12.3 Use of Health Data in Marketing

We will only use health data for marketing purposes if we have obtained your explicit consent, in compliance with HIPAA, the Australian Privacy Act, EU GDPR, and UK GDPR. You may withdraw your consent at any time.

Our services are not intended for individuals under the age of 18. We do not knowingly collect Personal Information from children. If you are under 18, please do not use our services or provide any Personal Information.

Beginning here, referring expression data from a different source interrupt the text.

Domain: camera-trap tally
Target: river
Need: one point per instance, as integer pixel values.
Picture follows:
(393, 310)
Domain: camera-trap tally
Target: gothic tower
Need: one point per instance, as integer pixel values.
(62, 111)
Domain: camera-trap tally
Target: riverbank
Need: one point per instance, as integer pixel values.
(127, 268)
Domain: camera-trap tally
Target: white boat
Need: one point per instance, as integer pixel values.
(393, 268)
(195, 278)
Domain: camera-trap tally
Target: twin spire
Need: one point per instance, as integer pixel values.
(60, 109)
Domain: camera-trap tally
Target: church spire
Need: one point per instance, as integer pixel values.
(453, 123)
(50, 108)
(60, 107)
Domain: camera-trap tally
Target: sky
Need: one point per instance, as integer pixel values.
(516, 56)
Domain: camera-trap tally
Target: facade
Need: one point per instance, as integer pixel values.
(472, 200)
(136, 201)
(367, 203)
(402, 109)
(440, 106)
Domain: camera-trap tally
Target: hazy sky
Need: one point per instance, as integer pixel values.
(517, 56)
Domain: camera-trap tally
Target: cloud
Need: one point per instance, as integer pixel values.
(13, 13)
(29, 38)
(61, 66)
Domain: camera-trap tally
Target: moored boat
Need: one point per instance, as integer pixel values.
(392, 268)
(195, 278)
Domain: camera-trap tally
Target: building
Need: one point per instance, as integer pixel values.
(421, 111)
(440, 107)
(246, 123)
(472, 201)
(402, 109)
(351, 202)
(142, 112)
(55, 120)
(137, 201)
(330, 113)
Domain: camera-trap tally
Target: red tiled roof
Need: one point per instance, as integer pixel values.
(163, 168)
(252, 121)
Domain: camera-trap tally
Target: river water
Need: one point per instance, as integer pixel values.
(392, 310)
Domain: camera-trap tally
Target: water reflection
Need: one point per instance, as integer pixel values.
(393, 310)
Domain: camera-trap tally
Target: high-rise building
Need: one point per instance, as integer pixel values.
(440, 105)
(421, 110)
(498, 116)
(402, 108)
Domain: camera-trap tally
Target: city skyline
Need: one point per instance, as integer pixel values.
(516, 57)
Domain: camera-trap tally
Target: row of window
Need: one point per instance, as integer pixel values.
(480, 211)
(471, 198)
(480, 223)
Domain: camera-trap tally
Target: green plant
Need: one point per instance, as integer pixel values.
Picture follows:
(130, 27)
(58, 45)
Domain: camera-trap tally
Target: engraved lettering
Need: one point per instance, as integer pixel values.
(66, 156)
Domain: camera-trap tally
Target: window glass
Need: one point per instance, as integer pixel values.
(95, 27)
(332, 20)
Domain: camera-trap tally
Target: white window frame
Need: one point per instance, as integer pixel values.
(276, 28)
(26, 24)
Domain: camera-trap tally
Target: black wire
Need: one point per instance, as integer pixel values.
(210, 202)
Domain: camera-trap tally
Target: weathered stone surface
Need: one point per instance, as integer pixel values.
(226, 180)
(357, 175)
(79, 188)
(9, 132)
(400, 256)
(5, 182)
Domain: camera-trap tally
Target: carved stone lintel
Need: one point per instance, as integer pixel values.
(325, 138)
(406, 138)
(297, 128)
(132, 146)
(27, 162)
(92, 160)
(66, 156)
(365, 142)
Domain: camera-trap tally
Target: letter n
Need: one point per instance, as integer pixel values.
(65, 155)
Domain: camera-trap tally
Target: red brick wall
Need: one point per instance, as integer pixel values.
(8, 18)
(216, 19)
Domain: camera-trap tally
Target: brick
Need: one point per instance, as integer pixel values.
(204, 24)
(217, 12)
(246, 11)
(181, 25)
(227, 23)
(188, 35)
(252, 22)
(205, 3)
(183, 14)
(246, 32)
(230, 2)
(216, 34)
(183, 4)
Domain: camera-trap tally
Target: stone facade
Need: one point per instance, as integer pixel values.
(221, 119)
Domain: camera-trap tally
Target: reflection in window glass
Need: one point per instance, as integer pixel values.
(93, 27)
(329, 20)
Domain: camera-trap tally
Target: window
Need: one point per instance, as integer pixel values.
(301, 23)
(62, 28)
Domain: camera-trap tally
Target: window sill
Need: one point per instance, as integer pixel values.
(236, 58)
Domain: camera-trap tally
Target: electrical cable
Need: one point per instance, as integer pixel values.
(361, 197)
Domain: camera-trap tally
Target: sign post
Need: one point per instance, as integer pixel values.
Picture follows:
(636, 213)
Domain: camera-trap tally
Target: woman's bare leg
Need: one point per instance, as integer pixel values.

We may update this Privacy Policy from time to time to reflect changes in our practices, legal requirements, or for other operational reasons. We will notify you of any significant changes by updating the “Last Updated” date at the top of this policy and, where required, provide additional notice (e.g., by email or prominent notice on our Website).

If you have any questions or concerns about this Privacy Policy or our data practices, please contact us at:

• Email: info@eyesofai.com
• Postal Address:
  Eyes of AI
  Level 57, 25 Martin Place,
  Sydney, NSW 2000
  Australia

16.1 Australia

We comply with the Australian Privacy Principles under the Australian Privacy Act 1988 (Cth). If you are in Australia and have a complaint about our handling of your Personal Information, you may contact the OAIC:

• Website: www.oaic.gov.au
• Phone: 1300 363 992

16.2 EEA and UK

If you are located in the EEA or the UK, you have the right to lodge a complaint with your local data protection authority if you believe we have not complied with applicable data protection laws.

• EU Supervisory Authorities: List of Supervisory Authorities
• UK Information Commissioner’s Office (“ICO”):
  • Website: www.ico.org.uk
  • Phone: 0303 123 1113

Data Protection Officer (“DPO”): For EEA/UK data subjects, you may contact our Data Protection Officer at: info@eyesofai.com

16.3 United States (HIPAA Compliance)

For individuals whose PHI we process under HIPAA, any concerns or complaints regarding our HIPAA compliance can be directed to our Privacy Officer at: info@eyesofai.com

This policy will be reviewed regularly and updated as necessary to ensure compliance with legal obligations and best practices. All changes will be documented and retained for at least six (6) years from the date last in effect.